Remember how in the plot from the previous exercise, the title did not update along with the slider? In this exercise, you'll fix this.

In Python, you can format strings by specifying placeholders with the % keyword. For example, if you have a string company = 'DataCamp', you can use print('%s' % company) to print DataCamp. Placeholders are useful when you are printing values that are not static, such as the value of the year slider. You can specify a placeholder for a number with %d. Here, when you're updating the plot title inside your callback function, you should make use of a placeholder so that the year displayed is in accordance with the value of the year slider.

In addition to updating the plot title, you'll also create the callback function and slider as you did in the previous exercise, so you get a chance to practice these concepts further.

All necessary modules have been imported for you, and as in the previous exercise, you may have to scroll to the right to view the entire figure.

Instructions
100 XP
  • Define the update_plot callback function with parameters attr, old and new.
  • Inside update_plot(), assign the value of the slider, slider.value, to yr and set source.data = new_data.
  • Inside update_plot(), specify plot.title.text to update the plot title and add it to the figure.
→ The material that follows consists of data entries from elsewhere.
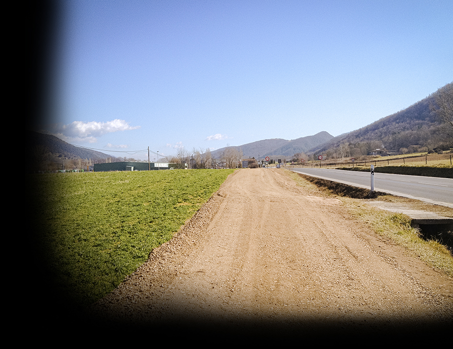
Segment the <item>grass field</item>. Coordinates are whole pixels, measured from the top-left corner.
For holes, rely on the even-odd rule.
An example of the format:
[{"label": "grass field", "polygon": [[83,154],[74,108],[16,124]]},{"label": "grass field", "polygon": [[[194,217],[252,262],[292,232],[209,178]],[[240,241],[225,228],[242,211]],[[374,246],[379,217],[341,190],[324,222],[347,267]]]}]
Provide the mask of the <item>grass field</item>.
[{"label": "grass field", "polygon": [[34,174],[34,234],[58,291],[87,305],[168,241],[234,170]]}]

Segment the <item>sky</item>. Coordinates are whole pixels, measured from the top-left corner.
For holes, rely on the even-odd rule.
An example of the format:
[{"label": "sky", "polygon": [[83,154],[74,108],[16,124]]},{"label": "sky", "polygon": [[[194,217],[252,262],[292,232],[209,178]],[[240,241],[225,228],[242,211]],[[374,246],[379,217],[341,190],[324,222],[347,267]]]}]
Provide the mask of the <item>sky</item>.
[{"label": "sky", "polygon": [[116,156],[337,136],[453,82],[451,0],[60,4],[38,130]]}]

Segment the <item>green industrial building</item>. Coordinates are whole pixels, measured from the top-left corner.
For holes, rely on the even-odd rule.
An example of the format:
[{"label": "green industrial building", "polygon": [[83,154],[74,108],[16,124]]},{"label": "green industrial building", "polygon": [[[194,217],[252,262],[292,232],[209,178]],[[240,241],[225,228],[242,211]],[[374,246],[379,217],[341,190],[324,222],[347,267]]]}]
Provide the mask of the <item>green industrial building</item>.
[{"label": "green industrial building", "polygon": [[109,171],[148,171],[150,170],[170,170],[177,168],[176,164],[168,162],[135,162],[124,161],[120,162],[95,164],[94,172],[108,172]]}]

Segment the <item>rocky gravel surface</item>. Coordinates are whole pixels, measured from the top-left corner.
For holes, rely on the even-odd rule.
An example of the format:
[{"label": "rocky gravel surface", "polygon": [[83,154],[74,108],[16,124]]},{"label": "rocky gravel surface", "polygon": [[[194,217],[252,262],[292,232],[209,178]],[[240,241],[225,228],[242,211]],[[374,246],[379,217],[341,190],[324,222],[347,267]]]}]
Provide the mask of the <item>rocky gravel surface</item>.
[{"label": "rocky gravel surface", "polygon": [[451,278],[340,200],[260,168],[229,176],[89,316],[147,328],[416,333],[451,328],[452,310]]}]

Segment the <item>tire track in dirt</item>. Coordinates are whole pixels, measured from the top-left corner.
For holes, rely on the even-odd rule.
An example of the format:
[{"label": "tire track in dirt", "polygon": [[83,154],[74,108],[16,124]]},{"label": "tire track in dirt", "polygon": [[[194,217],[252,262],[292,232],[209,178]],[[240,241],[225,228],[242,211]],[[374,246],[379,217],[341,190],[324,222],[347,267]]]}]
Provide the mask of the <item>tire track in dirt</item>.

You want the plot to update based on the value of the slider, which you have assigned above to yr. Make use of the placeholder syntax provided for you.
  • Make a slider object called slider using the Slider() function with a start year of 1970, end year of 2010, step of 1, value of 1970, and title of 'Year'.
  • Attach the callback to the 'value' property of slider. This can be done using on_change() and passing in 'value' and update_plot.